Case for sainthood becomes a matter of black and white


Chicago Tribune

CHICAGO — More than a year after some African-Americans scrutinized the blackness of the nation’s first black president, America’s Catholics are now wrestling with the same questions to determine who was the nation’s first black priest.

The debate emerges as the Archdiocese of Chicago seeks sainthood for the Rev. Augustus Tolton, long hailed in Chicago as the first black clergyman to serve in the U.S. Catholic Church.

A rival for the title is Bishop James Augustine Healy, who was ordained in 1854, the year Tolton was born. But Healy, the son of an Irish-American landowner and a mixed-race slave, was light-skinned enough to pass as a white man. And in many cases, he did.

Chicago’s Auxiliary Bishop Joseph Perry, the prelate leading the charge for Tolton’s sainthood, argues that Tolton’s story reflects the authentic African-American experience of overcoming racial discrimination to pursue a calling.

“Tolton is being proposed [for sainthood] because his ministry as a priest and a young lad trying to go to school was plagued by racial apartheid in this country,” Perry said. “He suffered a great deal. In the midst of that suffering, he remained steadfast. He remained endeared to the Catholic faith. ... The Healy family never shows up in the African-American saga.”

Still, Healy is championed as an African-American hero and history-maker in the Archdiocese of Boston.

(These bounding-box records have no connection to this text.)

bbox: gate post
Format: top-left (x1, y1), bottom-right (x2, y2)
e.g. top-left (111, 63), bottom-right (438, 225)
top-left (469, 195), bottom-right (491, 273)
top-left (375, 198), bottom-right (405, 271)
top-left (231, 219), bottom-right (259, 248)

“I really think he needs to be recognized, because even if he did not see himself as African-American, his experience of having a mother who was African-American shaped him,” said Lorna DesRoses, coordinator in the Boston Archdiocese’s office of outreach and cultural diversity.

Healy’s attempts to pass as white illustrates what blacks had to do to succeed at that time, DesRoses said.

Just as Barack Obama’s election led Americans to confront the nation’s history of slavery and segregation, the cause for Tolton’s sainthood has inspired some American Catholics to come to terms with the church’s past sins of racial discrimination.

Tolton’s rise to prominence began with his family’s escape from slavery as the Civil War began. Baptized before crossing the Mississippi River to Quincy, Ill., the parish priest there encouraged him to join the priesthood. Because no American seminary would admit a black man, Tolton traveled to Rome to be ordained.

Despite Tolton’s wishes to become a missionary in Africa, Rome sent him back to Quincy. The archbishop eventually was assigned him to Chicago, where he founded the city’s first black parish.

Vanessa White, director of the Tolton Center for African-American Catholics at Catholic Theological Union in Chicago, said his commitment to serving African-Americans is all the more reason he should be considered the church’s first black priest.

“You have to understand the context they lived in,” she said. “Father Augustus Tolton focused his ministry on the black community,” she said.

As bishop of Portland, Maine, Healy served another marginalized population: Native Americans.

The eldest of 10 siblings, Healy was raised Catholic but attended a Quaker school in New York. In 1849, he graduated valedictorian of the first class at the College of the Holy Cross in Worcester, Mass.

He attended seminary in Canada and was eventually ordained in Paris. But he distanced himself from an African-American identity. He declined to participate in African-American organizations and turned down invitations to address the National Black Catholic Congress, citing the New Testament — “Christ is all and in all” — as his reason.

James O’Toole, author of “Passing for White: Race, Religion and the Healy Family,” said that denial comes across to some as betrayal. To others, it gives a new dimension to the struggle. But he believes contemporary categories or agendas shouldn’t be imposed upon historical figures.

“In a sense, that can look like racial treason. Why are you denying who you are?” said O’Toole. “Those are very much the standards of today. But they’re not their standards. As a historian, that’s what ought to govern here. ... We should be assessing them on their own terms.”

But Michelle Wright, associate professor of African-American studies at Northwestern University and author of “Becoming Black,” cautions that ceding to Healy’s self-identity could further the misconception that African-Americans did not contribute to society.

“You have students beginning to assume only white people do philosophy or do physics,” she said. “You do need to understand someone you venerate as a pillar of Western civilization has a mixed ancestry.”

Father Anthony Kuzniewski, a history professor at College of the Holy Cross, said efforts to honor the Healy family are attempts by the church to make up for its past.

O’Toole said the time is right for the church to engage in conversations about race and ethnicity as the composition of the worldwide church evolves. It’s also in line with the country’s ongoing conversation about race.

“I think race is very much on people’s minds,” White said. “In one sense, because of the fact we have an African-American president, it’s allowing more honest communication and it’s also allowing us to have the conversations which we may not have been having in the public arena, which may have been happening in the private arena.”